Friday, 27 May 2016

art fairs.....on telling stories, working in series and ways to show art

Photo London at Somerset House 2016 © Caroline Fraser

One week, two photography shows, a book fair and plenty of food for thought.

First up, Photo London at Somerset House.

Bigger than last year, and so much busier. Expensive too.

So much to see that people got tired, and had to have a little sit down under some scrumpled up photos.

I started in the portacabins and found a work that instantly caught my eye.

A varnished photographic collage made by twin brothers.

Right up my street. So much so that I asked the price.

Only £42,000.

I resisted.

doug and mike starn 'the no mind not thinks no things'

I reckon I'll make my own.

For size,  execution of an original idea and emotional impact it was hard to resist Nick Brandt's series of 100inch and larger monochrome prints from his series 'Inherit the Dust'.

The series highlights the loss of animal habitat in Africa.

I found them very moving and of extraordinary quality.

Nick Brandt 'inherit the dust'

Nick Brandt 'inherit the dust'

Which got me to thinking about the strength of work in series. Something I have been aiming towards for a while.

There were several series on show....

Photographs of highly respected physicists' (working on quantum mechanics) blackboards around the world from the series 'Momentum' by Alessandro Guijarro.

.....'bridging the gap between science and art'

from Momentum by Alejandro Guijarro

Or what about children's playgrounds around the world.

James Mollison 'playgrounds'

Described further on James Mollison's website....

'Various scenes of laughter, tears, and games demonstrate the intense experiences which happen in the playground. For each picture, Mollison sets up his camera during school break time, making multiple frames and then composing each final photograph from several scenes, in which he finds revealing “play” narratives.'

Not as simple as it might first appear, and I didn't pick up on the constructed play narratives in the way intended, but found the series fascinating none the less.

So what I need now is a brilliant idea for a series that takes me around the world at someone else's expense. Ideas on a postcard please.....

And talking of postcards, I do struggle a bit with some of the statements about artists' work.

For example, the text below

He could have just written;

' I really like clouds and rocks'

'they show that nature is much more powerful than humankind'

Add caption

The stand out, most interesting piece of work for me was the reworking of a true story of a group of failed Arctic adventurers by Christina de Middel. 

Jan Mayen  is about a group of scientists who didn't wish to lose face after a failed adventure, so they constructed a photographic record of a fake 'landing' on an Icelandic beach , pretending that it was the island of Jan Mayen that they never reached. Christina has used sound found imagery and combined it with her own work to tell a story of her own, blurring further the line between fiction and reality.

Jan Mayen by Christina de Middel

detail from Jan Mayen by Christina de Middel

It reads more like a book, and got me thinking about storytelling with photography.

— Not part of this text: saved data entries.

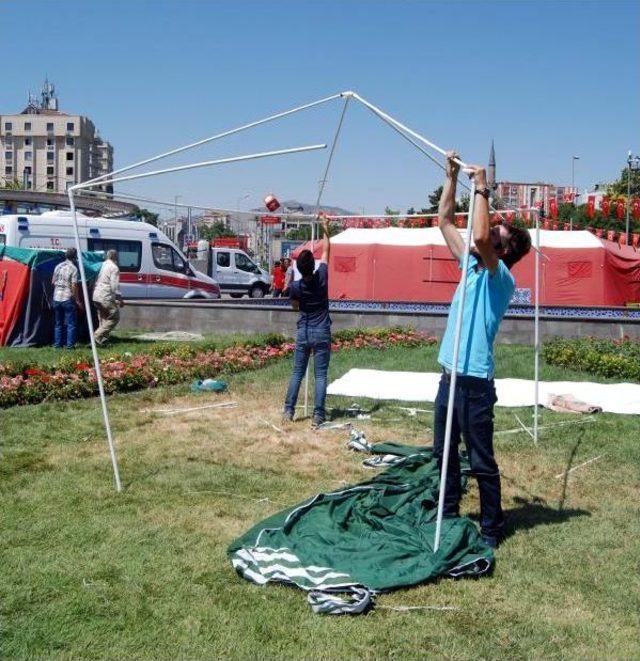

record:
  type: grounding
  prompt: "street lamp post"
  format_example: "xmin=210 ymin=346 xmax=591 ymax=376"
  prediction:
xmin=627 ymin=151 xmax=640 ymax=244
xmin=570 ymin=155 xmax=579 ymax=231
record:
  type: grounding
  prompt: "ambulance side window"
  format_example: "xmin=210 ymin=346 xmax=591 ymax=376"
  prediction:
xmin=87 ymin=238 xmax=141 ymax=272
xmin=152 ymin=243 xmax=187 ymax=273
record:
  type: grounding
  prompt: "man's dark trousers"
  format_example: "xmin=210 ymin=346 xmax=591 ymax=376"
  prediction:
xmin=433 ymin=372 xmax=504 ymax=541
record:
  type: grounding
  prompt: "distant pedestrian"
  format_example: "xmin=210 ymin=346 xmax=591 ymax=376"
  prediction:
xmin=51 ymin=247 xmax=82 ymax=349
xmin=92 ymin=249 xmax=124 ymax=346
xmin=271 ymin=259 xmax=285 ymax=297
xmin=282 ymin=258 xmax=294 ymax=297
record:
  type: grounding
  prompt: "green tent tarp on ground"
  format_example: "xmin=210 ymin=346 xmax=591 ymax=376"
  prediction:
xmin=229 ymin=441 xmax=493 ymax=614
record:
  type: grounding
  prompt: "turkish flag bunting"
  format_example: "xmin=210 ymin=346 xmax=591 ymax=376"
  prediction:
xmin=632 ymin=198 xmax=640 ymax=220
xmin=520 ymin=206 xmax=530 ymax=224
xmin=607 ymin=230 xmax=616 ymax=241
xmin=632 ymin=233 xmax=640 ymax=248
xmin=601 ymin=195 xmax=610 ymax=216
xmin=552 ymin=222 xmax=559 ymax=231
xmin=563 ymin=223 xmax=570 ymax=231
xmin=543 ymin=219 xmax=551 ymax=230
xmin=616 ymin=199 xmax=625 ymax=220
xmin=596 ymin=228 xmax=604 ymax=238
xmin=505 ymin=211 xmax=515 ymax=223
xmin=455 ymin=214 xmax=465 ymax=228
xmin=619 ymin=234 xmax=627 ymax=245
xmin=549 ymin=198 xmax=558 ymax=219
xmin=587 ymin=195 xmax=595 ymax=218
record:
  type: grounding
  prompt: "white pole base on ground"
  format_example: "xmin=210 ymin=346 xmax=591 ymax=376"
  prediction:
xmin=433 ymin=181 xmax=477 ymax=552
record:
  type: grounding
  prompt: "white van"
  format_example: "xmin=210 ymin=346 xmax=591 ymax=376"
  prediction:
xmin=207 ymin=247 xmax=271 ymax=298
xmin=0 ymin=211 xmax=220 ymax=299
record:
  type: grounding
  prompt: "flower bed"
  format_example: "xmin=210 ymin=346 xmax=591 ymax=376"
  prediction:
xmin=0 ymin=328 xmax=436 ymax=408
xmin=542 ymin=337 xmax=640 ymax=382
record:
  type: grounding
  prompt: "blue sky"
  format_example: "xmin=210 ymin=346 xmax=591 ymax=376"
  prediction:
xmin=2 ymin=0 xmax=638 ymax=215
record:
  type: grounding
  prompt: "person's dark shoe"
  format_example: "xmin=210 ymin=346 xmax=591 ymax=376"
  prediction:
xmin=282 ymin=410 xmax=294 ymax=424
xmin=482 ymin=535 xmax=500 ymax=549
xmin=311 ymin=415 xmax=325 ymax=428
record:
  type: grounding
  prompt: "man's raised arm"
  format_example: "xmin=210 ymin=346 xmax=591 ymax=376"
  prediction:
xmin=438 ymin=151 xmax=465 ymax=261
xmin=319 ymin=216 xmax=331 ymax=264
xmin=467 ymin=165 xmax=499 ymax=274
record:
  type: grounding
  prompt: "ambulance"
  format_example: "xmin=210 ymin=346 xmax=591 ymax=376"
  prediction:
xmin=0 ymin=211 xmax=220 ymax=299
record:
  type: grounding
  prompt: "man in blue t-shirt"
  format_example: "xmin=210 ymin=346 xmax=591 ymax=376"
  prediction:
xmin=434 ymin=151 xmax=531 ymax=548
xmin=283 ymin=216 xmax=332 ymax=427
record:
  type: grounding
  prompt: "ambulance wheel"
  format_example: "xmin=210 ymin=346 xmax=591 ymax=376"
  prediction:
xmin=230 ymin=293 xmax=243 ymax=299
xmin=249 ymin=285 xmax=266 ymax=298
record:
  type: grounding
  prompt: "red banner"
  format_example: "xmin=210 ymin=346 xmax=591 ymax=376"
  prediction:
xmin=260 ymin=215 xmax=280 ymax=225
xmin=549 ymin=197 xmax=558 ymax=219
xmin=632 ymin=198 xmax=640 ymax=220
xmin=587 ymin=195 xmax=596 ymax=219
xmin=616 ymin=199 xmax=625 ymax=220
xmin=601 ymin=195 xmax=610 ymax=217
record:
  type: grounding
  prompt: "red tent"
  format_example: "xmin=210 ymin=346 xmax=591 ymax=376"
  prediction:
xmin=292 ymin=228 xmax=640 ymax=306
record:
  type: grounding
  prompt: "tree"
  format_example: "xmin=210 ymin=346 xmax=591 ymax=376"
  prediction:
xmin=200 ymin=221 xmax=236 ymax=242
xmin=133 ymin=207 xmax=159 ymax=227
xmin=0 ymin=178 xmax=25 ymax=190
xmin=607 ymin=166 xmax=640 ymax=198
xmin=427 ymin=185 xmax=443 ymax=212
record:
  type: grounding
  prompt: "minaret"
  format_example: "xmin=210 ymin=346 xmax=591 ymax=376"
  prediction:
xmin=488 ymin=139 xmax=496 ymax=190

In fact the more I got thinking the more I felt that I need to try harder.

Stories, series, books.....

there is nothing like an overwhelment of images to get the creative juices going.

I haven't even got you to the book fair or FixPhoto

but I have created a new collective noun (I think).

Time for some lunch.

Martin Parr sandwiches

Monday, 9 May 2016

the new sea wall at camber which I discover a plentiful supply of textures for my photography

sea wall © caroline fraser 2016

The new sea wall at camber Sands is almost finished.

Men in orange are putting finishing touches to the railings so that dogs and people don't fall off.

A building project costing millions of pounds is almost done.

Rocks from Norway are settled into their new home.

I have 1999 photos documenting the building process ready to make into the movie, the book and the t-shirt.

sea wall camber sands © caroline fraser

 Cyclists have space to ride alongside the dog walkers and the kite surfers.

sea wall camber sands © caroline fraser

Cones are few and far between.

Shiny new life rings are taking their place.

And a wrapped blue thing  awaits unveiling.

sea wall camber sands © caroline fraser

Children have a new place to play.

sea wall camber sands © caroline fraser

Grown ups have a new place to hide.

Charlie Rock is long gone, and his rocks are all tidy behind the wall.

charlie rock © caroline fraser

charlie's rocks

The surveyors have finished their calculations.

And the numbered pieces are all slotted into place.

The joins are joined.

The car park is large and fully equipped.

disabled parking

and footprints are preserved for posterity.

Helpful signs are up

And sculptures adorn the view across the marsh.

The concrete is smooth and tempting.

Textures and markings catch my eye ; they will be useful for composite images, but also as a record of how it all looks before wind, rain and sand take their toll.

The seagulls will also do their bit.

This wall could keep me busy for ever.

I mustn't let it keep me from the beach....

The view from the other side is quite stunning.